Alternative therapies with thyroxine, insulin or corticosteroid are not considered as
systemic therapy.
- Diagnosis of immunodeficiency or systemic steroid therapy or any form of
immunosuppressants therapy within 7 days prior to this study. A physiological dose of
corticosteroids (no more than 7.5 mg/d prednisone or equivalent) can be approved after
clinical evaluation.
- There exists drug abuse, or any medical, psychological or social condition which might
affect the study, the compliance or even the safety of patients.
- Variable factors which significantly affect drug use and absorption, such as inability
to swallow, chronic diarrhea and intestinal obstruction.
- Any >1 grade (CTC-AE5.0) unresolved toxicity due to previous treatment or operation,
except for hair loss, anemia, and hypothyroidism.
- Vaccination of any live virus vaccine within 30 days prior to this study, except for
seasonal flu vaccines without live virus.
- Previous and current evidence of pulmonary fibrosis, interstitial pneumonia,
pneumoconiosis, radiation pneumonitis, drug-associated pneumonia and severe impairment
of lung function.
- Received a potent CYP3A4 inhibitor treatment within 7 days prior to the study, or
received a potent CYP3A4 inducer within 12 days prior to the study.

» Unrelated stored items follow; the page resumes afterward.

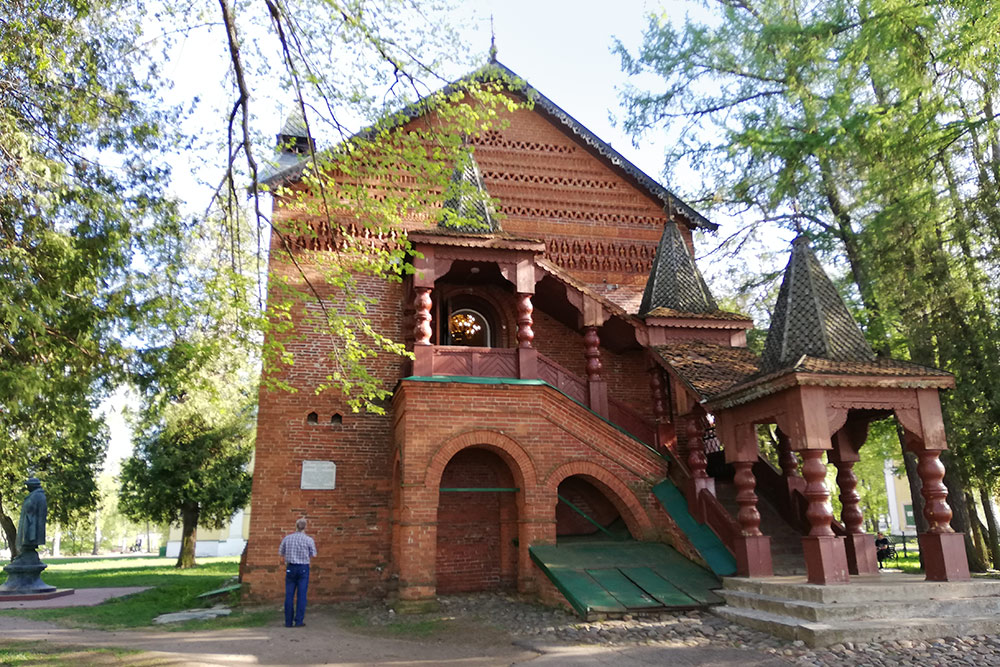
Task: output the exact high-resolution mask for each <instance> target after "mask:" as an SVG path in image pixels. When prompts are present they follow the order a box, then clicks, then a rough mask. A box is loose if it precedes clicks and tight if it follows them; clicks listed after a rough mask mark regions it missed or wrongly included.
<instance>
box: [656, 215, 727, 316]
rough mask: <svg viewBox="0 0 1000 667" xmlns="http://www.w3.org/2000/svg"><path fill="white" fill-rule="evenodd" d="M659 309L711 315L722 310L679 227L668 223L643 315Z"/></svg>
mask: <svg viewBox="0 0 1000 667" xmlns="http://www.w3.org/2000/svg"><path fill="white" fill-rule="evenodd" d="M658 308H669V309H671V310H674V311H679V312H682V313H709V312H715V311H717V310H718V309H719V307H718V306H717V305H716V303H715V299H714V298H713V297H712V293H711V292H710V291H709V289H708V285H707V284H705V279H704V278H703V277H702V276H701V272H700V271H699V270H698V267H697V265H695V263H694V257H692V256H691V251H690V250H689V249H688V246H687V243H685V242H684V237H683V236H682V235H681V230H680V229H679V228H678V227H677V223H676V222H673V221H668V222H667V224H666V226H665V227H664V228H663V236H661V237H660V245H659V246H658V247H657V249H656V257H655V258H654V259H653V267H652V269H651V270H650V272H649V279H648V280H647V281H646V290H645V291H644V292H643V294H642V303H641V304H640V305H639V315H640V316H646V315H648V314H650V312H651V311H654V310H656V309H658Z"/></svg>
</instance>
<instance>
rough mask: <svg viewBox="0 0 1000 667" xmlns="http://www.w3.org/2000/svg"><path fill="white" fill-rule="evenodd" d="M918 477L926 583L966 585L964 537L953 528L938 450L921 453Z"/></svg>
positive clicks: (965, 563) (921, 543)
mask: <svg viewBox="0 0 1000 667" xmlns="http://www.w3.org/2000/svg"><path fill="white" fill-rule="evenodd" d="M917 456H918V457H919V459H920V462H919V463H918V464H917V475H918V476H919V477H920V481H921V483H922V484H923V488H921V490H920V494H921V495H922V496H923V497H924V517H925V518H926V519H927V526H928V527H927V532H926V533H924V534H922V535H920V536H918V538H917V540H918V541H919V543H920V555H921V556H922V557H923V561H924V573H925V574H926V577H927V581H964V580H966V579H968V578H969V562H968V560H967V559H966V556H965V541H964V537H963V535H962V533H956V532H955V531H954V530H953V529H952V527H951V516H952V511H951V507H950V506H949V505H948V500H947V498H948V488H947V487H946V486H945V485H944V464H943V463H941V452H940V451H939V450H936V449H919V450H918V451H917Z"/></svg>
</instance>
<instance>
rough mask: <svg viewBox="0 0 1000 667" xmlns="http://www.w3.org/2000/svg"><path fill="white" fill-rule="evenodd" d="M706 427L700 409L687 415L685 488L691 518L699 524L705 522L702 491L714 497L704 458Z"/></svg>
mask: <svg viewBox="0 0 1000 667" xmlns="http://www.w3.org/2000/svg"><path fill="white" fill-rule="evenodd" d="M707 427H708V420H706V419H705V414H704V413H703V412H701V410H700V408H699V410H698V411H697V412H694V413H691V414H690V415H688V419H687V428H686V431H687V441H688V457H687V465H688V473H689V474H690V475H691V477H690V479H689V480H687V484H686V486H685V489H684V491H685V495H686V496H687V501H688V509H689V510H690V511H691V514H692V516H694V518H695V519H696V520H698V521H699V522H701V523H704V522H705V510H704V507H703V505H702V499H701V494H702V491H707V492H708V493H710V494H711V495H713V496H714V495H715V480H714V479H712V478H711V477H709V476H708V472H707V470H706V469H707V468H708V457H707V456H705V437H704V436H705V429H706V428H707Z"/></svg>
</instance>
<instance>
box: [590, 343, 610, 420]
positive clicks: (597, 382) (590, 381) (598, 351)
mask: <svg viewBox="0 0 1000 667" xmlns="http://www.w3.org/2000/svg"><path fill="white" fill-rule="evenodd" d="M583 356H584V357H586V359H587V365H586V368H587V393H588V397H589V401H590V409H591V410H593V411H594V412H596V413H597V414H599V415H601V416H602V417H604V418H605V419H607V418H608V416H609V414H610V413H609V412H608V384H607V382H605V381H604V380H602V379H601V368H602V364H601V338H600V336H598V335H597V327H596V326H589V327H585V328H584V330H583Z"/></svg>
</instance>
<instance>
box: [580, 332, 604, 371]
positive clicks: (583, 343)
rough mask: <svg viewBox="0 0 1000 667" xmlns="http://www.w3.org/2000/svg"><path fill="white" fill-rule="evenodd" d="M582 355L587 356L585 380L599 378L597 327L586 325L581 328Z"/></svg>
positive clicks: (601, 366) (599, 363)
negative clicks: (586, 369)
mask: <svg viewBox="0 0 1000 667" xmlns="http://www.w3.org/2000/svg"><path fill="white" fill-rule="evenodd" d="M583 356H585V357H586V358H587V380H588V381H590V382H600V380H601V368H603V366H602V364H601V338H600V337H599V336H598V335H597V327H587V328H585V329H584V330H583Z"/></svg>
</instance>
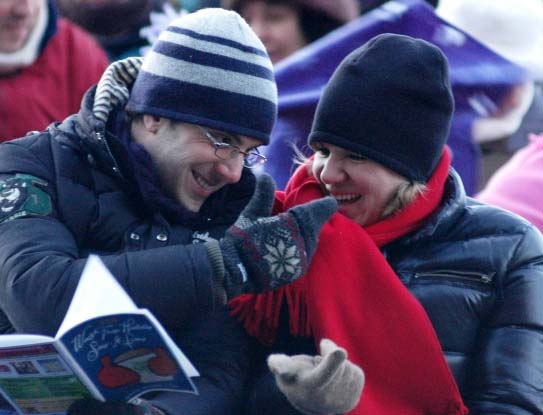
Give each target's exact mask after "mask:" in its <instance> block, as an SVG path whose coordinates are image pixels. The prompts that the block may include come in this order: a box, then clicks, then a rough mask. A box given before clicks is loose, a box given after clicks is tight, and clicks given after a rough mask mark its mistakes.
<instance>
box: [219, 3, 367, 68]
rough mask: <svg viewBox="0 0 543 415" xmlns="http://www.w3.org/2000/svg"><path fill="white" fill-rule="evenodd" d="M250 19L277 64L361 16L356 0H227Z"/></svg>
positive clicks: (273, 58) (359, 8)
mask: <svg viewBox="0 0 543 415" xmlns="http://www.w3.org/2000/svg"><path fill="white" fill-rule="evenodd" d="M222 5H223V7H225V8H227V9H232V10H235V11H237V12H238V13H239V14H240V15H241V16H243V18H244V19H245V20H246V21H247V23H249V25H250V26H251V28H252V29H253V30H254V31H255V33H256V34H257V35H258V37H260V39H261V40H262V43H264V46H265V47H266V50H267V51H268V54H269V55H270V58H271V60H272V62H273V63H274V64H275V63H277V62H279V61H280V60H282V59H284V58H286V57H287V56H289V55H291V54H292V53H294V52H296V51H297V50H299V49H301V48H303V47H304V46H306V45H307V44H309V43H311V42H313V41H315V40H317V39H319V38H320V37H322V36H324V35H326V34H327V33H329V32H331V31H332V30H334V29H337V28H338V27H340V26H341V25H343V24H345V23H347V22H349V21H351V20H353V19H355V18H357V17H358V16H359V14H360V7H359V4H358V2H357V1H356V0H337V1H329V0H295V1H287V0H223V1H222Z"/></svg>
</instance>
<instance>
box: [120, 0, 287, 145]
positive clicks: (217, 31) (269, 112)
mask: <svg viewBox="0 0 543 415" xmlns="http://www.w3.org/2000/svg"><path fill="white" fill-rule="evenodd" d="M126 109H127V110H128V111H131V112H135V113H141V114H151V115H156V116H160V117H164V118H169V119H172V120H176V121H181V122H186V123H190V124H198V125H202V126H206V127H211V128H215V129H217V130H221V131H225V132H229V133H231V134H239V135H245V136H248V137H251V138H255V139H258V140H261V141H262V142H263V143H264V144H268V143H269V140H270V133H271V130H272V127H273V125H274V123H275V120H276V117H277V87H276V84H275V79H274V75H273V68H272V63H271V61H270V59H269V57H268V54H267V53H266V50H265V48H264V45H263V44H262V42H261V41H260V40H259V39H258V37H257V36H256V35H255V33H254V32H253V31H252V30H251V28H250V27H249V25H248V24H247V23H246V22H245V21H244V20H243V19H242V18H241V17H240V16H239V15H238V14H237V13H235V12H233V11H228V10H224V9H219V8H210V9H202V10H199V11H197V12H195V13H191V14H188V15H185V16H182V17H180V18H177V19H175V20H174V21H173V22H171V23H170V25H169V26H168V27H167V28H166V29H165V30H164V31H163V32H162V33H161V34H160V36H159V38H158V40H157V41H156V42H155V44H154V45H153V48H152V49H151V52H149V54H148V55H147V56H146V57H145V58H144V61H143V65H142V67H141V70H140V72H139V74H138V76H137V78H136V81H135V82H134V86H133V88H132V92H131V94H130V98H129V100H128V103H127V105H126Z"/></svg>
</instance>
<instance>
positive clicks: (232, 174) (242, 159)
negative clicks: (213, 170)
mask: <svg viewBox="0 0 543 415" xmlns="http://www.w3.org/2000/svg"><path fill="white" fill-rule="evenodd" d="M215 169H216V170H217V172H218V173H219V174H220V175H221V177H222V178H223V179H224V181H225V182H226V183H228V184H234V183H237V182H239V180H240V179H241V172H242V171H243V156H242V155H241V154H238V155H237V156H236V157H233V158H231V159H228V160H221V161H218V162H217V163H216V166H215Z"/></svg>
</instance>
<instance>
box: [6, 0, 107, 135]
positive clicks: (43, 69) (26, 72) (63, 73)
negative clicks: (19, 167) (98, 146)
mask: <svg viewBox="0 0 543 415" xmlns="http://www.w3.org/2000/svg"><path fill="white" fill-rule="evenodd" d="M106 66H107V57H106V55H105V53H104V51H103V50H102V49H101V48H100V47H99V46H98V44H97V43H96V42H95V41H94V40H93V39H92V38H91V37H90V36H88V35H87V34H86V33H84V32H83V31H82V30H80V29H79V28H77V27H75V25H73V24H71V23H69V22H68V21H66V20H64V19H62V18H58V15H57V11H56V9H55V6H54V4H53V1H52V0H49V1H47V0H1V1H0V121H1V123H2V129H1V132H0V141H5V140H9V139H12V138H15V137H20V136H22V135H24V134H25V133H26V132H27V131H30V130H42V129H44V128H45V127H47V125H48V124H50V123H51V122H53V121H58V120H62V119H64V118H65V117H66V116H68V115H70V114H72V113H73V112H75V111H77V109H78V108H79V105H80V103H81V98H82V97H83V94H84V92H85V91H86V90H87V89H88V88H89V87H90V86H91V85H92V84H94V83H96V82H98V80H99V79H100V76H101V75H102V72H103V71H104V69H105V68H106Z"/></svg>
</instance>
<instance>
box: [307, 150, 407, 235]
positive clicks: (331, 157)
mask: <svg viewBox="0 0 543 415" xmlns="http://www.w3.org/2000/svg"><path fill="white" fill-rule="evenodd" d="M313 149H314V150H315V158H314V160H313V165H312V172H313V175H314V176H315V178H316V179H317V180H318V181H319V182H320V183H321V184H322V186H323V188H324V189H325V190H326V192H327V193H329V194H330V196H332V197H334V198H335V199H336V200H337V202H338V204H339V212H341V213H342V214H344V215H345V216H347V217H348V218H350V219H352V220H353V221H355V222H356V223H358V224H359V225H361V226H368V225H371V224H373V223H375V222H378V221H379V220H381V219H382V218H383V211H384V210H385V207H386V206H387V205H388V203H390V201H391V200H392V198H393V197H394V196H395V194H396V191H397V189H398V187H399V186H400V184H402V183H405V181H406V179H405V178H404V177H402V176H400V175H399V174H397V173H395V172H393V171H392V170H389V169H388V168H386V167H384V166H382V165H381V164H379V163H376V162H374V161H371V160H369V159H367V158H364V157H362V156H360V155H359V154H356V153H353V152H351V151H349V150H345V149H343V148H341V147H337V146H335V145H332V144H327V143H314V144H313Z"/></svg>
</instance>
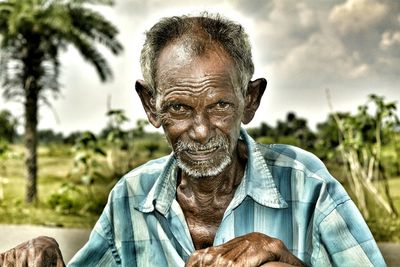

- Women with fertility agree to abstinence during the treatment period and at least 6
months after the last dose (avoiding heterosexual intercourse) or using a
contraceptive method with an annual contraceptive failure rate <1%.
- If a female patient has menstruation and not reached the postmenopausal state
(continuously no menstruation ≥ 12 months and no other causes), and has not undergone
sterilization by removing the ovaries and/or uterus), then the patient has fertility.
- Contraceptive methods with a contraceptive failure rate <1% include bilateral tubal
ligation, male sterilization, hormonal contraceptives that inhibit ovulation,
hormone-releasing intrauterine devices and copper intrauterine devices.
- The reliability of sexual desire should be evaluated relative to the duration of the
clinical trial and lifestyle of patient. Periodic abstinence (eg. calendar days,
ovulation, symptomatic body temperature or post-ovulation methods) and in vitro
ejaculation are unacceptable methods of contraception.
- Male patients agree to abstinence (no heterosexual intercourse) or use of
contraceptive measures and no sperm donation, as defined below:
- When a female partner has fertility, male patients must abstinence from sex during
treatment and at least 6 months after the last dose of treatment, or use condoms and
other contraceptive methods with contraceptive failure rate <1%. At the same time,
male patients must also agree not to donate sperm.
- When a female partner is pregnant, the male patient must abstinence or using a condom
during the treatment period and at least 6 months after the last dose of treatment to
prevent the fetus from being affected by the study.
- The reliability of sexual desire should be evaluated relative to the duration of the
clinical trial and lifestyle of patient. Periodic abstinence (eg. calendar days,
ovulation, symptomatic body temperature or post-ovulation methods) and in vitro
ejaculation are unacceptable methods of contraception.
- Patients are unsuitable for participation in this research after comprehensive
assessment by the researchers.
- Patients participate in another clinical study at the same time.